Editor’s Note: Today’s post comes from contributing editor Brooks Hudson, a PhD student in history at Southern Illinois University.
If you’ve followed the opioid issue, you might suspect, based on media reports and statements from policymakers, that we have turned over a new leaf in our attitudes toward drugs and are finally moving in the right direction: today we are “expanding treatment” and abandoning the former “punitive” morality play model. Elite discourse reinforces the perception that we have become more sophisticated, science-based and compassionate to users and those with substance use disorders.
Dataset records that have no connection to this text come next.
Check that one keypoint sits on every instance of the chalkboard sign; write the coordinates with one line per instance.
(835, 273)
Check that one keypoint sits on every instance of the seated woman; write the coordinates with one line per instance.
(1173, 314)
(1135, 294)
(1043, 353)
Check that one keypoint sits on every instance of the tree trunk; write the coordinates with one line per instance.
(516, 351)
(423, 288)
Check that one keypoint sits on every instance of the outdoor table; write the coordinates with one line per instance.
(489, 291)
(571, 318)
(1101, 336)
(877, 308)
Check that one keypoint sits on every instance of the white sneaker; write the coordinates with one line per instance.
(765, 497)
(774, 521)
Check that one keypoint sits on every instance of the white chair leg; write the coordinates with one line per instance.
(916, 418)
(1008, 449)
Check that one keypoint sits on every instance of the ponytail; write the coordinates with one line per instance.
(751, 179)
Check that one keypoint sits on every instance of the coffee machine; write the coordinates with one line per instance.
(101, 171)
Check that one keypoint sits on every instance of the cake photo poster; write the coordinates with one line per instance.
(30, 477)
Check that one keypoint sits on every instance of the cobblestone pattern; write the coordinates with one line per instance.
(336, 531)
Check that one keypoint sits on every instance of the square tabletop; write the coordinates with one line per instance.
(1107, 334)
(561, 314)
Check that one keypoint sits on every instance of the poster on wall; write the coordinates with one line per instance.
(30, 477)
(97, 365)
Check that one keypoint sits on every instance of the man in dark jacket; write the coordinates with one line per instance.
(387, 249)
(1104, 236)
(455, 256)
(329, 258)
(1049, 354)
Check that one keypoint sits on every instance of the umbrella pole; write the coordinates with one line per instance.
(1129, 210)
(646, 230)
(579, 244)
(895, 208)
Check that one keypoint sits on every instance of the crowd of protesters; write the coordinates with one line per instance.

That’s only partially true, but not because powerful institutional actors experienced a change of heart; they had to be dragged kicking and screaming into embracing, if only rhetorically, this new model. If anything, grassroots activists, harm reductionists, health workers and criminal justice advocates on the front lines have waged tireless, and at times seemingly thankless, campaigns to reform our draconian laws, and they have succeeded. (Prime examples of these successes include legalizing cannabis, decriminalizing psilocybin in Denver, and expunging criminal records for marijuana arrests in some states.) Activists also shifted the conversation away from the dehumanizing language used to describe people who use drugs among press and policymakers (“junkie,” “addict,” etc), a language that enabled us to conceive of other people as less than human, making it easy on our collective conscience to confine them to cages. Even now, further incremental baby steps are met with the same hostilities and recitations of the parade of horribles that would be unleashed as they used before.